Author Contributions

Conceptualization, Y.H.L. and M.H.A.J.; methodology, Y.H.L.; software, Y.H.L.; validation, Y.H.L.; formal analysis, Y.H.L.; investigation, Y.H.L.; resources, M.H.A.J.; data curation, Y.H.L.; writing—original draft preparation, Y.H.L.; writing—review and editing, M.H.A.J.; visualization, Y.H.L.; supervision, M.H.A.J.; project administration, Y.H.L. and M.H.A.J. All authors have read and agreed to the published version of the manuscript.

Funding

This research has been supported by Yonah Pte Ltd and the National University of Singapore.

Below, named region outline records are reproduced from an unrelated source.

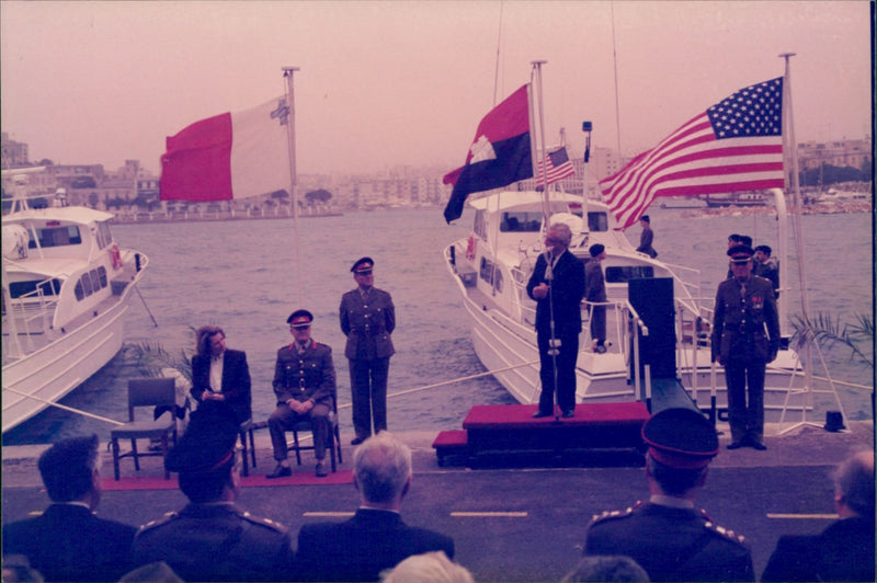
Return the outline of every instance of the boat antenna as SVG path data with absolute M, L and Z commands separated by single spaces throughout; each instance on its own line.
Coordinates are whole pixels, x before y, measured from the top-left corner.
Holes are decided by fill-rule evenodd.
M 286 123 L 286 141 L 289 153 L 289 195 L 293 204 L 293 222 L 295 226 L 295 266 L 296 266 L 296 305 L 301 302 L 301 245 L 298 240 L 298 180 L 295 168 L 295 92 L 293 90 L 293 73 L 298 67 L 283 67 L 283 77 L 286 79 L 286 106 L 289 108 Z
M 622 114 L 618 107 L 618 52 L 615 46 L 615 3 L 610 2 L 612 11 L 612 69 L 615 75 L 615 139 L 618 146 L 618 156 L 622 156 Z M 590 136 L 590 134 L 589 134 Z M 588 162 L 588 158 L 584 160 Z
M 500 84 L 500 46 L 502 45 L 502 1 L 500 0 L 500 25 L 497 31 L 497 65 L 493 72 L 493 107 L 497 106 L 497 88 Z

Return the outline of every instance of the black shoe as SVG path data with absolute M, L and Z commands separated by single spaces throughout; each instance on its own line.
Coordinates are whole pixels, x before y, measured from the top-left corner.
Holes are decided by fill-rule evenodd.
M 274 471 L 265 476 L 265 478 L 267 478 L 269 480 L 273 480 L 274 478 L 283 478 L 284 476 L 292 476 L 292 475 L 293 475 L 293 468 L 291 468 L 289 466 L 281 466 L 280 464 L 277 464 L 277 467 L 274 468 Z

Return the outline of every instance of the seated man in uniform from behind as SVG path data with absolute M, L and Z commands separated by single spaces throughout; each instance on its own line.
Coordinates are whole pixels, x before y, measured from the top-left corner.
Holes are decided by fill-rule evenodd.
M 719 449 L 713 425 L 693 409 L 664 409 L 642 426 L 642 439 L 649 501 L 594 517 L 584 555 L 630 557 L 650 581 L 755 581 L 743 537 L 694 506 Z
M 184 581 L 289 581 L 293 542 L 281 524 L 235 505 L 239 425 L 228 409 L 198 409 L 164 460 L 190 503 L 140 527 L 137 564 L 164 561 Z
M 762 581 L 877 581 L 874 571 L 874 451 L 859 451 L 834 470 L 841 518 L 815 536 L 783 536 Z
M 101 501 L 98 436 L 61 439 L 39 456 L 52 505 L 3 526 L 3 563 L 24 556 L 46 581 L 118 581 L 132 569 L 134 526 L 94 515 Z M 14 561 L 9 561 L 14 563 Z

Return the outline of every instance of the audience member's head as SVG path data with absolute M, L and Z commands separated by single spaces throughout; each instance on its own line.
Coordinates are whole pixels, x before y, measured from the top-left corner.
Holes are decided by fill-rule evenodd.
M 653 414 L 642 426 L 642 441 L 649 448 L 649 483 L 673 496 L 692 496 L 719 450 L 716 430 L 693 409 L 664 409 Z
M 874 516 L 874 451 L 859 451 L 834 470 L 834 502 L 842 518 Z
M 200 407 L 192 413 L 185 433 L 164 458 L 168 471 L 180 473 L 180 490 L 190 501 L 203 504 L 237 498 L 238 428 L 227 408 Z
M 411 449 L 383 431 L 353 451 L 353 476 L 363 501 L 398 506 L 411 483 Z
M 629 581 L 648 582 L 649 574 L 629 557 L 620 555 L 583 557 L 576 569 L 565 576 L 561 583 L 588 581 Z
M 56 443 L 37 462 L 53 502 L 87 502 L 92 510 L 101 498 L 98 436 L 70 437 Z
M 221 352 L 225 351 L 224 342 L 221 350 L 219 350 L 219 346 L 215 346 L 214 344 L 219 344 L 220 341 L 225 341 L 225 339 L 226 333 L 223 332 L 223 329 L 218 325 L 202 325 L 195 330 L 195 354 L 205 357 L 210 356 L 216 352 L 221 354 Z
M 475 583 L 471 573 L 443 551 L 414 555 L 380 573 L 381 583 Z

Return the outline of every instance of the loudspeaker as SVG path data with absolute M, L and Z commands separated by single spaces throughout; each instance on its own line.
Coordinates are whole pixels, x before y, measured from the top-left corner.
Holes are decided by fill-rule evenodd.
M 627 282 L 627 297 L 649 329 L 648 336 L 637 334 L 641 364 L 651 366 L 652 378 L 676 378 L 673 278 L 630 279 Z

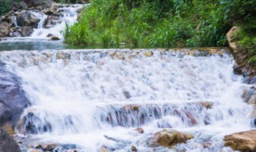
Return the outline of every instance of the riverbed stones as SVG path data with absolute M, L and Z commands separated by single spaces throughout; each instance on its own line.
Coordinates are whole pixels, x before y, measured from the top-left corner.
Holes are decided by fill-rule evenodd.
M 0 129 L 0 151 L 20 152 L 17 142 L 11 138 L 5 131 Z
M 161 146 L 169 147 L 177 143 L 186 143 L 187 140 L 193 138 L 194 136 L 189 133 L 179 132 L 175 130 L 164 129 L 157 132 L 153 137 L 153 140 Z
M 224 137 L 225 146 L 234 150 L 256 151 L 256 130 L 234 133 Z
M 40 19 L 28 10 L 22 10 L 17 16 L 17 22 L 20 26 L 37 27 Z

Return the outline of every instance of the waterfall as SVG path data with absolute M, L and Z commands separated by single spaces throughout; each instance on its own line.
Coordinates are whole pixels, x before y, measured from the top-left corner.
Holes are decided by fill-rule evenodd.
M 150 54 L 148 54 L 150 52 Z M 218 151 L 223 136 L 251 128 L 249 86 L 233 72 L 232 56 L 189 50 L 2 51 L 32 106 L 18 134 L 74 143 L 83 151 Z M 151 55 L 146 55 L 151 54 Z M 144 134 L 134 131 L 144 129 Z M 148 146 L 162 128 L 195 135 L 174 150 Z M 202 144 L 211 146 L 204 150 Z
M 40 18 L 38 28 L 34 29 L 31 38 L 47 38 L 48 34 L 57 36 L 60 38 L 63 38 L 62 32 L 66 28 L 66 24 L 72 25 L 77 21 L 78 11 L 82 8 L 83 5 L 75 4 L 70 6 L 65 6 L 58 8 L 60 17 L 59 21 L 50 28 L 44 28 L 43 23 L 47 18 L 47 15 L 41 13 L 33 12 L 37 17 Z

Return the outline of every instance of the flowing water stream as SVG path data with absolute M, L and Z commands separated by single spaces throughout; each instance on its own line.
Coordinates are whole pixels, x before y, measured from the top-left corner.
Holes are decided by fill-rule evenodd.
M 63 18 L 74 23 L 75 10 L 66 8 Z M 86 152 L 132 151 L 132 146 L 142 152 L 211 152 L 232 151 L 223 146 L 224 135 L 253 127 L 251 107 L 241 97 L 250 86 L 234 74 L 224 50 L 65 50 L 61 41 L 42 40 L 50 31 L 62 38 L 64 26 L 46 30 L 40 23 L 30 38 L 0 42 L 1 50 L 11 50 L 0 51 L 0 61 L 21 78 L 31 102 L 18 134 Z M 154 147 L 152 137 L 163 128 L 194 138 Z
M 146 57 L 145 52 L 152 51 Z M 31 102 L 17 132 L 72 143 L 84 151 L 169 151 L 152 148 L 162 128 L 194 134 L 173 150 L 221 151 L 225 134 L 249 130 L 247 87 L 226 53 L 187 50 L 63 50 L 1 52 Z M 212 103 L 211 108 L 202 106 Z M 144 134 L 134 129 L 142 127 Z M 203 147 L 204 142 L 211 146 Z

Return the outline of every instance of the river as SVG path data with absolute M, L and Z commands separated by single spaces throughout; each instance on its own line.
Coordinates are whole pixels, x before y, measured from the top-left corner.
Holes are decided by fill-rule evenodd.
M 252 109 L 242 98 L 250 86 L 234 74 L 225 49 L 78 50 L 32 35 L 0 42 L 1 61 L 21 78 L 31 102 L 15 130 L 34 139 L 30 144 L 73 144 L 88 152 L 132 146 L 142 152 L 232 151 L 223 146 L 224 135 L 253 127 Z M 152 137 L 163 128 L 194 138 L 154 147 Z

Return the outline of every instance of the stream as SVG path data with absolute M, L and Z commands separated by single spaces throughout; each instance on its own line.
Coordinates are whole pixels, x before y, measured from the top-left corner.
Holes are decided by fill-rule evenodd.
M 66 8 L 63 15 L 70 24 L 74 10 Z M 242 98 L 250 86 L 234 74 L 226 49 L 73 49 L 62 42 L 63 24 L 39 25 L 31 37 L 0 42 L 1 62 L 20 77 L 31 102 L 15 128 L 27 141 L 22 151 L 44 142 L 62 146 L 54 152 L 131 152 L 132 146 L 230 152 L 223 137 L 254 127 L 252 108 Z M 52 31 L 60 41 L 46 38 Z M 194 138 L 171 148 L 154 146 L 153 136 L 163 128 Z

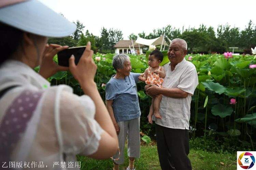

Data Availability Statement

The data presented in this study are available in https://github.com/yonahbox/Yonah_ROS_packages/tree/ogc_v2.1 (accessed on 16 April 2021)

Acknowledgments

The authors will like to express their gratitude to the co-founders of Yonah Pte Ltd.—Ong Tian Chang and Sim Zhi Min—for their supervision and logistical support for this project. Credit must be given to the the team of NUS Undergraduates attached to Yonah Pte Ltd.—Wang Huachen, Petrus Kanisius Dani, Rumesh Sundaharan, Tee Zhen Lee, Ivan Tan, Tarasvin Pan and Ding Lingke—for providing mechanical, electronics and software support to accelerate the development of this project.

Conflicts of Interest

Y.H.L. was attached to Yonah Pte Ltd. during the duration of this study.

Abbreviations

The following abbreviations are used in this manuscript:
BVLOSBeyond Visual Line-of-Sight
LTELong Term Evolution
MAVLinkMicro-Air-Vehicle Link Communication Protocol
ROSRobot Operating System
RTTRound Trip Time
SARSearch and Rescue
SBDShort Burst Data
SMSShort Message Service
TCPTransmission Control Protocol
UASUnmanned Aerial System
UAVUnmanned Aerial Vehicle
TTTrip Time
μ Mean TT value under steady state conditions
σ TT Standard Deviation under steady state conditions
T ( f ) Heartbeat broadcast frequency during link failure

Appendix A. Design of Yonah’s UAV Communication System

This appendix explains the design and integration of Yonah’s UAV communication system prior to this study. An overview of the entire system is first described, before focusing on each communication link in greater detail.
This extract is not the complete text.